Desde principios de siglo XX fueron empleadas como estancias, las que cambiaron su ecosistema original con la introducción de ovejas, chivos, vacas y caballos. Existen datos de un norteamericano llamado Joseph Arnold, que junto a sus dos hijos y un peón, Vicente Auxilio, se aventuraron en la exploración de la isla Verde con la cría del ganado ovino. Ello tuvo como resultado la instalación de una estancia con 5000 ovejas, por el año 1852. Una antigua pobladora de Punta Alta, doña Vicenta De Lose de Nardini, en un artículo publicado en el periódico El Regional del 20 de enero de 1949, recuerda que a pocos años de instalarse en estos lares, le llamó mucho la atención que durante dos meses se realizó un desembarco de doce mil ovejas, traídas de la isla Bermejo y Trinidad por los señores Tomás Solari y su yerno llamado Anastasio.

A partir de la década de 1940 Florencio y Ángel Gutiérrez se hacen cargo de las islas Bermejo y Trinidad respectivamente. Si bien en un principio el objetivo era establecer estancias, enterados de las ventajosas ganancias generadas por la pesca del cazón, decidieron comprar una lancha «La Pauline», de 11 metros de eslora, para dedicarse a la pesca de dicha especie, en los canales de la ría. La inversión realizada en las islas fue producto de las ganancias obtenidas de dicha explotación. Para la Trinidad se compró hacienda ovina y se construyó un chalet, una casa para el personal y elementos necesarios para la cría de los animales (alambrado, molinos, etc.,). Mientras que para la Bermejo se instaló en un galpón, ya existente, una destilería y saladero de cazón. Esa estructura, según Florencio Gutiérrez [3] había sido empleada como criadero de cerdos, por el apoderado de la empresa Bunge & Born de la zona.

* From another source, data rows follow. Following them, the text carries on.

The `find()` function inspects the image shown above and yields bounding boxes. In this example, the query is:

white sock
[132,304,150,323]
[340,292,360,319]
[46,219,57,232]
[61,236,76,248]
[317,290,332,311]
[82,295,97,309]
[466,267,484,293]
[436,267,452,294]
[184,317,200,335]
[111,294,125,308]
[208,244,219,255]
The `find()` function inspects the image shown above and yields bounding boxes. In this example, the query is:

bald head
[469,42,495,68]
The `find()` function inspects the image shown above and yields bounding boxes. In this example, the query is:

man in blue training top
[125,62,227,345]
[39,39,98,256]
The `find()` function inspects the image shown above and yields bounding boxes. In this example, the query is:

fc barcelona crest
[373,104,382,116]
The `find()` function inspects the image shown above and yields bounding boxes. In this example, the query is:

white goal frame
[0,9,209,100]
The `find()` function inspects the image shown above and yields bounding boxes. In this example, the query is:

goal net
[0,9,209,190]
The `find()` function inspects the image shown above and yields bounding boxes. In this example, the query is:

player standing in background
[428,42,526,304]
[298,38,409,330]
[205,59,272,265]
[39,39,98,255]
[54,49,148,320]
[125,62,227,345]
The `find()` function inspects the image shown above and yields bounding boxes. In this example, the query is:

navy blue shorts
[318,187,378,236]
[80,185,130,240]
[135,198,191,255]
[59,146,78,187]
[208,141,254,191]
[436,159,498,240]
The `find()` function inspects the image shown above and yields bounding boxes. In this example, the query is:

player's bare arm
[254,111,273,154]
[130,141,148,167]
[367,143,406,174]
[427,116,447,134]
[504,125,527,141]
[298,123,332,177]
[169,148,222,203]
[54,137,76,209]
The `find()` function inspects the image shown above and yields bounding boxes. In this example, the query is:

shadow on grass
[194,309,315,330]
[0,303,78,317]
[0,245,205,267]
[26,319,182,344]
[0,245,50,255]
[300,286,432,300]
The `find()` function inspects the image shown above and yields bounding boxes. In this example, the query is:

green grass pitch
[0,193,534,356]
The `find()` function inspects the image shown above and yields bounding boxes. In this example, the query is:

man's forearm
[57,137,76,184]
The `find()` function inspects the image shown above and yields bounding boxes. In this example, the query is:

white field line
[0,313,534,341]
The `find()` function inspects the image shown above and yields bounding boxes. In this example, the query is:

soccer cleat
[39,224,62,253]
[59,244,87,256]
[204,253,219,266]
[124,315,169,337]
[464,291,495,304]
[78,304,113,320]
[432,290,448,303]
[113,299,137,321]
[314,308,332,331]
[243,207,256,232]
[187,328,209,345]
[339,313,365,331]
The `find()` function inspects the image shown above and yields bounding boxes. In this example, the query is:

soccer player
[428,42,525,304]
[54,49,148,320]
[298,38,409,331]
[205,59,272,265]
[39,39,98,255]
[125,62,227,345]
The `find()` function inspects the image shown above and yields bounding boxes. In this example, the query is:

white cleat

En forma paralela, se habían dedicado a la siembra de cebada negra cervecera, en una pequeña porción de 40 hectáreas, cuya producción era comercializada en Ingeniero White. Finalmente en 1964 caducó la concesión que tenía esta familia y las islas fueron ocupadas en varias oportunidades por peones, sin lograr incentivar a toda potencia las actividades que allí se podían desarrollar.

Hoy las islas forman parte de la Reserva Natural de Uso Múltiple Bahía Blanca, Bahía Falsa y Bahía Verde. Se estableció, de este modo, un área protegida, con la idea de mantener el equilibrio natural del ecosistema y posibilitar la supervivencia de la flora y fauna autóctonas amenazadas por la extinción.

Todo lo expuesto demuestra la importancia que el espacio costero y marítimo posee para el desarollo económico y social puntaltense. En una localidad que vive de espaldas al mar, que lo ignora o que sólo lo vincula con la Base Naval, la toma de conciencia de la relación entre el medio marítimo y la comunidad es la plataforma para conseguir futuras inversiones productivas. Como pudo leerse, las actividades económicas no solamente estarían vinculadas con la pesca, sino con otros emprendimientos, como el turismo en las islas que son parte integrante del Partido de Cnel. Rosales.

Notas

[3] AHM, entrevista a Gutiérrez Florencio, cassette nº 48, 30 de marzo del 2000.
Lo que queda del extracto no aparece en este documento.